Hiéroglyphes
Étions-nous
condamnés à mourir de soif ?
« Mohammed,
s’ils décident de nous écraser, coûte que
coûte, fais le mort. En tant que musulman, tu pourras t’en
sortir. Inutile de partager le sort de nous autres Européens.
— Allah
ne conseille pas à un homme d’abandonner ses amis »,
déclara-t-il avec une dignité résignée de
grande classe.
Je
n’eus pas le temps de l’en féliciter, car une voix
enrouée prétendait distinguer, vers l’ouest,
l’éclat de baïonnettes en mouvement.
« Voilà
le petit caporal ! »
Même
Kléber ne voulait pas y croire.
« Comment
pourrait-il être déjà là ? »
Il
m’invitait, du geste, à le rejoindre.
« Passez-moi
votre longue-vue de marine ! »
Le
cadeau de Sidney Smith s’était révélé
très supérieur à tous les modèles
militaires.
Je
suivis le général hors de la sécurité
relative du carré, et, sur la pente exposée de la
colline, on enjamba des corps dont certains râlaient doucement,
parmi les grands épis couchés, rouges du sang répandu.
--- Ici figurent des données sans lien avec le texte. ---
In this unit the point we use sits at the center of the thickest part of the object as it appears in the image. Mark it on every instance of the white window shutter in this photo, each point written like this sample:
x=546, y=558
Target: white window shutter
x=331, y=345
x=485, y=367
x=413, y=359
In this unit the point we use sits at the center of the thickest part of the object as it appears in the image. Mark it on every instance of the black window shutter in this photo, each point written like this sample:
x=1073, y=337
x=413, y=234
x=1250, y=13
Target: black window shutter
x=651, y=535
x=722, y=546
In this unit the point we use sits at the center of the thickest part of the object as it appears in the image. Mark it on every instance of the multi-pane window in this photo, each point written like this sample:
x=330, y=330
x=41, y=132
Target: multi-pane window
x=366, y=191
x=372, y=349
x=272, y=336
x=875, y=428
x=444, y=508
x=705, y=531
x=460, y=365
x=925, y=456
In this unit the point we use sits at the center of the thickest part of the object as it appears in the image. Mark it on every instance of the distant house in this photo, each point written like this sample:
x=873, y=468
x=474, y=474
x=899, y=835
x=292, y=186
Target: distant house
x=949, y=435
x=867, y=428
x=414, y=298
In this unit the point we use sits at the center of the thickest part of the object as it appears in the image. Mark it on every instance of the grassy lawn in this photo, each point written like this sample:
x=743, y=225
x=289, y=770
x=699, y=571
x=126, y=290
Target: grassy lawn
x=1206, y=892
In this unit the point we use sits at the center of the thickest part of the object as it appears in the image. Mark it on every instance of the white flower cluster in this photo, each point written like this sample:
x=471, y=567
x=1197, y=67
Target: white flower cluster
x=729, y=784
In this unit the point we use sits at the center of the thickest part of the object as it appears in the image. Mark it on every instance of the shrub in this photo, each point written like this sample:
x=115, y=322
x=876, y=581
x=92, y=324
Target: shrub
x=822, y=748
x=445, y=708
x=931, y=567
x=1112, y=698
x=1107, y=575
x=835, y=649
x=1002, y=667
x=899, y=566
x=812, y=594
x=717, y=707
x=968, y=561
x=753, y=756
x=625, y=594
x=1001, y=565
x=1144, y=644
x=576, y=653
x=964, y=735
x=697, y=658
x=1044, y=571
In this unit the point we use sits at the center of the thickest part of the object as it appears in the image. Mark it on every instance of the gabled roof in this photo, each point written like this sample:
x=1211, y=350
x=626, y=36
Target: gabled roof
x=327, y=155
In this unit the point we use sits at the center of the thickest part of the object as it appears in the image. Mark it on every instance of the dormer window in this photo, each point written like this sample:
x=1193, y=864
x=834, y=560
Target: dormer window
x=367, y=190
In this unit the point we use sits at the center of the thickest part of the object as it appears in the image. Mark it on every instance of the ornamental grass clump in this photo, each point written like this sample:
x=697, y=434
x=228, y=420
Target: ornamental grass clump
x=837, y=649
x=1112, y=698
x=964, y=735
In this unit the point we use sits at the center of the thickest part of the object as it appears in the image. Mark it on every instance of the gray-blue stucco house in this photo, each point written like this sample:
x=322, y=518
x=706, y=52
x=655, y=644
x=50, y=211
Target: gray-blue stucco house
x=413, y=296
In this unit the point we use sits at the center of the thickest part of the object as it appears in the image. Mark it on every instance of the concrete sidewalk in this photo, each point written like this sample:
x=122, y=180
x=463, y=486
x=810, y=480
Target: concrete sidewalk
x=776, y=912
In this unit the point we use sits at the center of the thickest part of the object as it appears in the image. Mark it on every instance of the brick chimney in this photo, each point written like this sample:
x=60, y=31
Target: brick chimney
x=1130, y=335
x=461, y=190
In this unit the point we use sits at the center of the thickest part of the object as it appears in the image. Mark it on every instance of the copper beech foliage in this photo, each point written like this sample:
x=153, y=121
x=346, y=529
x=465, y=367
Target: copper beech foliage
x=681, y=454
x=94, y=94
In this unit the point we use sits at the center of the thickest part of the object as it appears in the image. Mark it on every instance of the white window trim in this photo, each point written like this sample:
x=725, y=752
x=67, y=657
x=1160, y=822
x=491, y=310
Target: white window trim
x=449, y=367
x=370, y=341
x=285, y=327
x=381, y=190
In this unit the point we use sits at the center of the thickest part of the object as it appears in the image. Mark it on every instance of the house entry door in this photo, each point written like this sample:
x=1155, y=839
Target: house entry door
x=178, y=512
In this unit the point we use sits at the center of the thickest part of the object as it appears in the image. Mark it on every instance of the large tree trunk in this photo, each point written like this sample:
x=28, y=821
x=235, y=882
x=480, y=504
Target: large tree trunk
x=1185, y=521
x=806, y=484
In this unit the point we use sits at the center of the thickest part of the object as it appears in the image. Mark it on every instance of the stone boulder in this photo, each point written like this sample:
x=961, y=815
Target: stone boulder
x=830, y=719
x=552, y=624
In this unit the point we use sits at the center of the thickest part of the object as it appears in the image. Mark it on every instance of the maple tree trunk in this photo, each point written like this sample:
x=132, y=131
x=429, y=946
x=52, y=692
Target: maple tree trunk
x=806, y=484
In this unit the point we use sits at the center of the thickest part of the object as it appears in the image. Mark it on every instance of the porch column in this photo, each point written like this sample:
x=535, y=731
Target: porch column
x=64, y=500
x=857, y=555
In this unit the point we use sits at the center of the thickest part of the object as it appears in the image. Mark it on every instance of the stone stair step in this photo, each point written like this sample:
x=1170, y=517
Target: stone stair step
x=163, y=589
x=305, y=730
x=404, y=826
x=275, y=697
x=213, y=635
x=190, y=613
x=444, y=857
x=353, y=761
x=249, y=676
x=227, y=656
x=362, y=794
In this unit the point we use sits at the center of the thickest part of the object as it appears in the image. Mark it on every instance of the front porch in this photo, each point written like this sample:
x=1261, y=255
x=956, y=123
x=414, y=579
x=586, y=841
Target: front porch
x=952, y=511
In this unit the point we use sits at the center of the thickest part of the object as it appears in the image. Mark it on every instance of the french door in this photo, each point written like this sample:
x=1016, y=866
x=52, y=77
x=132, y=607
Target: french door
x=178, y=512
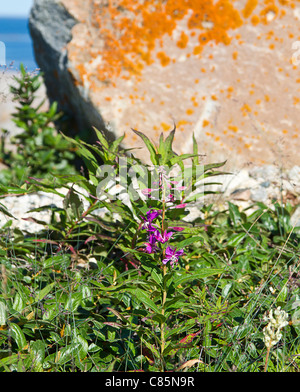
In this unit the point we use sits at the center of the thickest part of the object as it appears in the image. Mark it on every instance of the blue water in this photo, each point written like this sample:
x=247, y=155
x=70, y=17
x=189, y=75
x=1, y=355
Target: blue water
x=16, y=45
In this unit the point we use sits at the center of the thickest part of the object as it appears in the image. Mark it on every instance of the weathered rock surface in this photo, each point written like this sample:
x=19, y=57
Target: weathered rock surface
x=225, y=70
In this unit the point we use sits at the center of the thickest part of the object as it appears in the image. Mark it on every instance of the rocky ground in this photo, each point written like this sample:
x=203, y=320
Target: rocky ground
x=243, y=187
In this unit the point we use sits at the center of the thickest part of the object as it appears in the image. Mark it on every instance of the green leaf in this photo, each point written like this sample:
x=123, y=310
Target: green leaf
x=12, y=359
x=144, y=298
x=18, y=336
x=200, y=274
x=19, y=302
x=3, y=313
x=67, y=353
x=167, y=152
x=46, y=290
x=3, y=209
x=37, y=353
x=234, y=214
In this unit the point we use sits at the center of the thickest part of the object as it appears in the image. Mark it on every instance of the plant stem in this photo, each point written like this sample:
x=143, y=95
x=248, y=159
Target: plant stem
x=267, y=358
x=162, y=326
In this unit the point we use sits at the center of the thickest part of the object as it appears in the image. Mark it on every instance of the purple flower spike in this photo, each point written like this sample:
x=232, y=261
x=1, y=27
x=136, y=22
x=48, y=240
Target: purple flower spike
x=172, y=255
x=150, y=245
x=163, y=237
x=152, y=214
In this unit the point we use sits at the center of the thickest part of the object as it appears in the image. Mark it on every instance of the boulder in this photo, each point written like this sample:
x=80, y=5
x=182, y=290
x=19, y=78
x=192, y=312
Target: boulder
x=224, y=70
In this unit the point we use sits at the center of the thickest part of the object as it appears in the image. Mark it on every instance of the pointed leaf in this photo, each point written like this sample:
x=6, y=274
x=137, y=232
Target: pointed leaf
x=149, y=145
x=200, y=274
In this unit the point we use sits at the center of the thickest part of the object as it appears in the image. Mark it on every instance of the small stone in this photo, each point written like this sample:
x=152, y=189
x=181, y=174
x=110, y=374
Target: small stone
x=259, y=194
x=241, y=194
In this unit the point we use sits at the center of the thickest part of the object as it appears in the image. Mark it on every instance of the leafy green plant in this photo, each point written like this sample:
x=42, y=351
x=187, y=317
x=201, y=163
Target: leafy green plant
x=119, y=280
x=40, y=149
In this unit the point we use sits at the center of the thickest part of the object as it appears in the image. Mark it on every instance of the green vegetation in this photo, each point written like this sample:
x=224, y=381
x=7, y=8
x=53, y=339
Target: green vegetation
x=99, y=291
x=39, y=149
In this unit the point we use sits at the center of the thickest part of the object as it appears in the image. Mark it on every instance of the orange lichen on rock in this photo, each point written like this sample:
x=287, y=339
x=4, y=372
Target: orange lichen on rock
x=126, y=32
x=249, y=8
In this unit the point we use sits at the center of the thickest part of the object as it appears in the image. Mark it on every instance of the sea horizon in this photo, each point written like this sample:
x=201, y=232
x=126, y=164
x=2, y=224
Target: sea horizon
x=16, y=45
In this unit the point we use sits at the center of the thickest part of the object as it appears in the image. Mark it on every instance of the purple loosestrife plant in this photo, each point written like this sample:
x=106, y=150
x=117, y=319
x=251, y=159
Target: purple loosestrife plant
x=172, y=255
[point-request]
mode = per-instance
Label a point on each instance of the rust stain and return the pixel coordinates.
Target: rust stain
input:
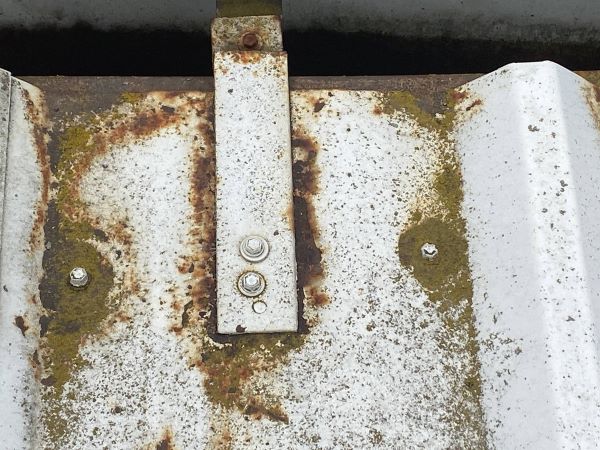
(20, 323)
(166, 442)
(318, 105)
(475, 103)
(37, 116)
(309, 256)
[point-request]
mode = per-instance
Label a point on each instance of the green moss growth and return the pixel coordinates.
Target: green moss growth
(131, 97)
(593, 76)
(230, 366)
(446, 279)
(74, 312)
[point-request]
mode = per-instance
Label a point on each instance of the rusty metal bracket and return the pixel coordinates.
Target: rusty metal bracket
(254, 179)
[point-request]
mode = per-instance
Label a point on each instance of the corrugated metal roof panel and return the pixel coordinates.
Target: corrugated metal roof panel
(395, 350)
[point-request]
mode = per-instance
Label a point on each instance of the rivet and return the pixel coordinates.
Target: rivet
(259, 307)
(78, 277)
(429, 251)
(254, 248)
(251, 284)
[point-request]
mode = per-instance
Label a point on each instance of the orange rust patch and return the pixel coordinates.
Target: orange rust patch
(166, 443)
(257, 411)
(318, 105)
(458, 96)
(474, 104)
(146, 121)
(20, 323)
(37, 116)
(308, 254)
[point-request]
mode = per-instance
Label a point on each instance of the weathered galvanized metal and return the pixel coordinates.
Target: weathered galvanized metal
(25, 203)
(531, 166)
(394, 350)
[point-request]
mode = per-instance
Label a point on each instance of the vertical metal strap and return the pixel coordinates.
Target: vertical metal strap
(256, 263)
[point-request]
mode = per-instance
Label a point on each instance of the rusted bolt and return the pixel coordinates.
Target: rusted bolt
(78, 277)
(254, 248)
(251, 284)
(259, 307)
(429, 251)
(250, 40)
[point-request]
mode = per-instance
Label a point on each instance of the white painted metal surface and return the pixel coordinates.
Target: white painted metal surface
(531, 161)
(4, 125)
(254, 189)
(381, 365)
(21, 267)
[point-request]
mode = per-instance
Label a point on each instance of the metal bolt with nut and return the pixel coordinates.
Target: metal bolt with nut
(251, 41)
(251, 284)
(78, 277)
(429, 251)
(254, 249)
Les ruines du château nous procuraient une vue panoramique.
Provisoirement incapables de prendre une décision, les Turcs
paraissaient de plus en plus nombreux, malgré les centaines de
cadavres étalés en pleine vue.
Au
loin, on pouvait apercevoir leurs tentes, leurs chariots de
provisions et de matériel et même quelques silhouettes
qui s’agitaient. On était cruellement isolés,
îlot bleu au milieu d’une mer blanche, verte et rouge.
Une dernière charge et notre carré s’ouvrirait de
part en part, nos hommes prendraient la fuite et ce serait la fin.
Les
hautes herbes bougeaient effectivement, vers l’ouest, mais
était-ce le vent ou une troupe en marche ?
« C’est
sûrement une colonne de renfort, conclut le général
Kléber. On va mourir de soif si on reste inactifs. Ou alors
les hommes vont paniquer et se faire couper la gorge. Je ne sais pas
si ce sont des renforts ou non… mais on va le savoir ! »
Il
se lança en terrain découvert. Moi sur les talons.
« Junot, formez-les en colonnes. On va aller à la
rencontre de nos sauveurs ! »
Les
hommes en riaient de soulagement, espérant contre tout espoir
qu’il ne s’agissait pas d’une hallucination
engendrée par la menace croissante d’une ultime charge
ottomane. Le carré se répartit en deux colonnes. Les
Turcs hésitaient toujours. Allaient-ils courir le risque
d’attaquer encore ?
« En
avan-an-ant. »
La
double colonne s’ébranla. Les Turcs dansaient sur place
en agitant des lances. Puis il y eut un premier coup de canon, vers
l’ouest. Le calibre était si modeste que la détonation
sèche me rappela quelque commande impérieuse criée
dans un restaurant parisien. Une fumée s’éleva,
dans la direction repérée. Les hommes en pleuraient de
joie. Ce n’était pas une illusion. Les renforts
arrivaient. Certains se mirent à chanter.
La
cavalerie turque ne parvenait pas à se décider. Les
drapeaux tricolores apparurent alors qu’on atteignait, comme à
la parade, le bas du Djebel-el-Dahy. Le canon tonna de nouveau. De la
fumée monta du camp ennemi. Puis se déclencha la
fusillade, accompagnée de nombreux cris et du son triomphant
des clairons français. La cavalerie de Napoléon avait
pris à revers le camp ennemi et la panique s’installait
chez les Turcs. Leurs précieuses réserves partaient en
flammes. Puis il y eut l’explosion de leur provision de poudre.
« Doucement !
répétait Kléber. Restez en rang !
— S’ils
chargent, renchérit Junot, tout le monde genou à terre
et attendez l’ordre de tirer ! »
Il y
avait un petit lac, auprès du village de Fula. La
surexcitation générale touchait au paroxysme. Un
régiment ennemi se préparait à l’attaque.
Mais nos officiers à cheval galopaient le long des colonnes et
c’est chez nous que retentit l’ordre vociféré
à pleine gorge :
« Chargez ! »
Non
sans cris et sans vivats, les Français exténués,
sanglants, fondirent sur le village. Il y eut des coups de feu, des
plongeons de baïonnettes dans de la chair tendre, des moulinets
de mousquets frappant de la crosse des têtes épouvantées.
Les Ottomans fuyaient dans toutes les directions. Miraculeusement,
moins de cinq mille Français avaient écrasé,
réduit à la déroute une armée de
vingt-cinq mille hommes. La cavalerie de Bonaparte les poursuivit,
multipliant les morts, jusqu’à la rive du Jourdain.